Carte blanche

Seules des catastrophes, affectant durablement les nantis, imposeront le changement indispensable à notre survie

Réincarné en auteur de B.D. réaliste (pas difficile pour lui : c’est la porte à côté), Hergé n’aurait plus aujourd’hui à projeter son imagination dans les astres comme dans « L’Etoile mystérieuse » pour prophétiser la fin du monde et l’annoncer par l’entremise d’un illuminé…

Il suffirait à Hergé de jeter un regard à peine éclairé et de prêter une oreille même vagabonde aux innombrables informations fournies par les scientifiques, les écologistes, les naturalistes avertis pour accumuler les preuves tangibles d’une telle éventualité, réduire le mystère de ses causes à l’épaisseur d’une feuille de papier à cigarette et composer une chronique illustrée d’une mort annoncée, certes relevant du domaine de la croyance, mais tout à fait crédible et accessible à un public de 5 à 95 ans (eh oui, la fourchette s’est allongée, précocité et longévité obligent).

Zéro de conduite

Même conscient de sa responsabilité, l’homme a-t-il pour autant les ressources, les capacités, la volonté, bref les moyens de s’opposer à cette dérive ? Je ne le crois pas. Les seuils de tolérance équilibrante sont à ce point largement dépassés dans tant de domaines vitaux, les réactions correctrices si ténues et si frileuses, l’attachement si fort à son mode de vie (« non négociable » aux yeux des Américains et si peu modulable pour les autres privilégiés) que l’on voit mal comment la tendance pourrait s’inverser en profondeur pour susciter un sursaut salvateur. Si des millénaires de civilisations n’ont pas réussi à assagir l’homme par une adhésion active aux si nombreux messages et exemples vertueux dévoilés tout au long de son histoire, ce ne sont pas les décennies à venir qui le convertiront, sans doute de plus en plus matérialistes, marqueurs de l’évanescence d’une vie de labeur récurrent avec trop peu de compensations, du désengorgement de frustrations accumulées depuis toujours et chez les aspirants à la prospérité, du désir constant d’imiter cet anti-modèle. Inviter à renoncer à la concrétisation enfin palpable d’une aspiration qui vient de la nuit des temps et à convoquer en urgence une spiritualité de moins en moins présente et prégnante et pourtant ferment indispensable à l’émergence d’une conscience collective, relève d’une méconnaissance anthropologique ou d’un mépris ontologique.

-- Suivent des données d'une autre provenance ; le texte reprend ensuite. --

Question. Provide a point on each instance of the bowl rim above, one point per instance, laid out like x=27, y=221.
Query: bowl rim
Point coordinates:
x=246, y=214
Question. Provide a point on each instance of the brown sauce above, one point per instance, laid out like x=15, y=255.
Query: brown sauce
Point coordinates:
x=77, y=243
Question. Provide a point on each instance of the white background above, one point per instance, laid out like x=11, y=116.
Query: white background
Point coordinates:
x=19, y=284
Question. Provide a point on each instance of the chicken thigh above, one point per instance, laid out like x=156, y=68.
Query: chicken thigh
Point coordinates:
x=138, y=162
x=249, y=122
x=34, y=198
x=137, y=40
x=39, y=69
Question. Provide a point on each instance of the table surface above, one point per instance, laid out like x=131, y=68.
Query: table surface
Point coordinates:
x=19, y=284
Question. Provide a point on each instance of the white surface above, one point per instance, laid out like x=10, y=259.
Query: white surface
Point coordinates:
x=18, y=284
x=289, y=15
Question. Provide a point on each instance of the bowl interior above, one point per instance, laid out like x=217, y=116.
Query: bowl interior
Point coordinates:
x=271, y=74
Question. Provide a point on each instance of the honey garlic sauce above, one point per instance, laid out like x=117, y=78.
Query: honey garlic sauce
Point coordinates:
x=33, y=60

Le monde va à la catastrophe. Malgré ou à cause de la multiplicité des lanceurs d’alerte de tous horizons le serinant dans toutes les langues et sur tous les registres, cet avertissement en l’absence de dommages probants et spectaculaires proches s’est figé en lieu commun inoffensif ou en prophétie banalisée, à la manière d’un automobiliste qui, dans l’ignorance des appels à la prudence et sans signaux modérateurs, s’enhardit à rouler la nuit de plus en plus vite et, alors que la portée des phares reste constante, se met dans l’incapacité d’anticiper le danger. Et c’est seulement en cas d’accident grave aux conséquences irréversibles qu’il cessera, contraint, de se conduire en irresponsable. De même seules des catastrophes majeures altérant en profondeur son intégrité physique, matérielle ou environnementale (des Tchernobyl ou des Fukushima même à répétition, trop ponctuels dans le temps et l’espace, ne changeront pas la donne) feront émerger l’humanité de son inconscience coupable.

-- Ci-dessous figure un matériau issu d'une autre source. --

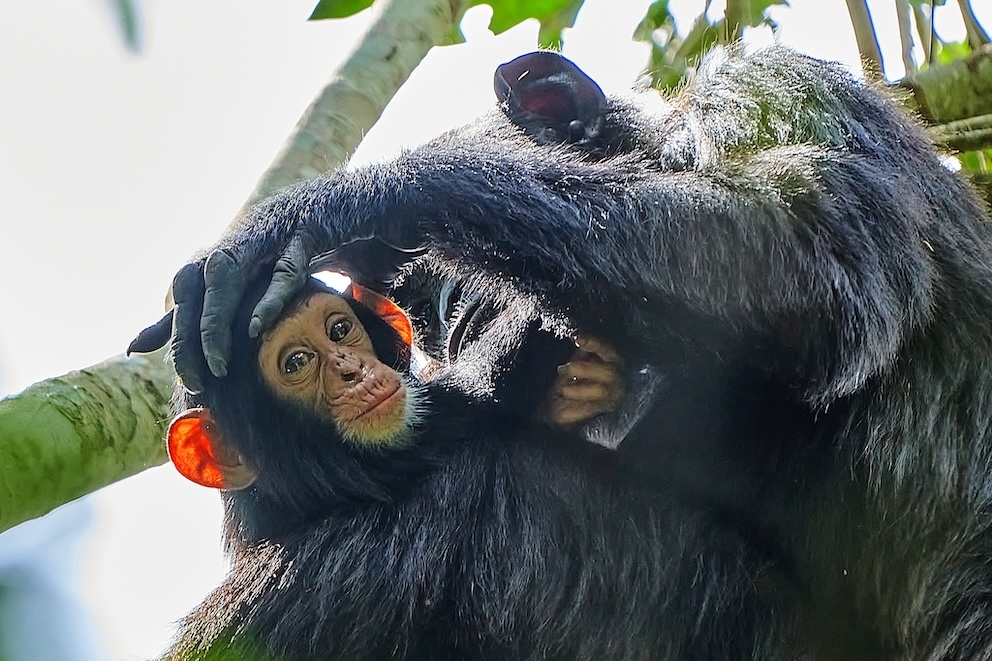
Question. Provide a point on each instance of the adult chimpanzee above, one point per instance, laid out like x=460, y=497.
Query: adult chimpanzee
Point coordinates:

Horrifiés par le suicide kamikaze du pilote allemand qui en projetant volontairement son avion sur une montagne a provoqué la mort de 150 personnes, les privilégiés aux commandes de l’appareil Terre, bien calfeutrés dans le cockpit, sourds aux avertissements des contrôleurs conscients du danger de la route suivie par trop périlleuse et insensibles aux cris des passagers lucides qui, impuissants, tambourinent à leur porte les suppliant de changer de cap pour ne pas les entraîner dans leur chute déjà bien amorcée, ne se rendent pas compte, enivrés par leur supériorité prospère, qu’ils dupliquent à échelle mondiale ce scénario tragique.

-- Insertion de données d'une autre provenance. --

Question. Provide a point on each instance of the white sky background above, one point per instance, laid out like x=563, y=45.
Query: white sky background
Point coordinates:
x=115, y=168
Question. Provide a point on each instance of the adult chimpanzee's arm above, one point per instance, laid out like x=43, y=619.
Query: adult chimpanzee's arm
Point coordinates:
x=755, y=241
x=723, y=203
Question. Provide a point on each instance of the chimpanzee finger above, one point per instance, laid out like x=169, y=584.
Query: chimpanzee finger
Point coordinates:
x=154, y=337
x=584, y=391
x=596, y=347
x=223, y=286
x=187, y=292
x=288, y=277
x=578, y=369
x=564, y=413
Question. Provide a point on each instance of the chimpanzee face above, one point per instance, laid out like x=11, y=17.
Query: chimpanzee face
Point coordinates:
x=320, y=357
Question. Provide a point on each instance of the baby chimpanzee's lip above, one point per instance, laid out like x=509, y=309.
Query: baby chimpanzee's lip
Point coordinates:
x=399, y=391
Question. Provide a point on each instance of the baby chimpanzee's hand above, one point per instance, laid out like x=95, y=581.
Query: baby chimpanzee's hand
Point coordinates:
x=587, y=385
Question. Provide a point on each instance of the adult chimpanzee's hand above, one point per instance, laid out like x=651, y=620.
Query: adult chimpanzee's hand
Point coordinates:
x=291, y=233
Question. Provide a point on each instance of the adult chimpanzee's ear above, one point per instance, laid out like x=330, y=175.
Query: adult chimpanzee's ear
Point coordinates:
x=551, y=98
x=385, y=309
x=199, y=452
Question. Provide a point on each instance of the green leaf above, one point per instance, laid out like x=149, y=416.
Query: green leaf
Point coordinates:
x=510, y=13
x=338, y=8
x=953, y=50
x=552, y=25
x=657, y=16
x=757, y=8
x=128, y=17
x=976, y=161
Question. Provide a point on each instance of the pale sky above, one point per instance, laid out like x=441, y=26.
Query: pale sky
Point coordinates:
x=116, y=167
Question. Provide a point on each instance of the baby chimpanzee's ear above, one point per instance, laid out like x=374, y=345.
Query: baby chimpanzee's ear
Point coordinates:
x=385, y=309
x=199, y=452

L’inefficace pédagogie du catastrophisme

Il ne s’agit pas ici d'(ab)user du catastrophisme comme outil pédagogique aiguillonné par le sentiment de peur pour tenter de rendre vertueux le comportement débridé des nantis que nous sommes, principaux responsables du délabrement planétaire. N’est pas Cassandre qui veut, généralement étiquetée à tort prophétesse de malheurs imaginaires, alors que ses prédictions se trouvaient confirmées par la réalité qu’on se refusait même d’entrevoir. Je souhaite ne pas faire partie, avec mes déclarations alarmistes, du cercle de ses disciples. Or la radicalité des mesures à prendre pour conjurer la menace de notre effondrement n’est pas audible pour l’ensemble des pays riches. Si on accepte bien de modifier des habitudes mineures, pas touche à l’essentiel : continuer à consommer tous azimuts, encouragé par tous les laudateurs, si nombreux dans les sphères de pouvoir et d’influence, de la croissance, garante à leurs yeux de prospérité, dont les excès seraient soi-disant canalisés par les promesses de solutions techniques salvatrices: dépollution, recyclage… Comme si de petits moins de gaspillages et de petits plus d’économies, selon les recommandations serinées sans cesse aux oreilles de tout un chacun, suffisaient pour restaurer l’équilibre perdu! La forêt aura cent fois le temps de brûler avant que des millions de colibris (pour reprendre la métaphore chère à Pierre Rabhi) n’aient déversé l’eau contenue dans leur bec pour éteindre l’incendie.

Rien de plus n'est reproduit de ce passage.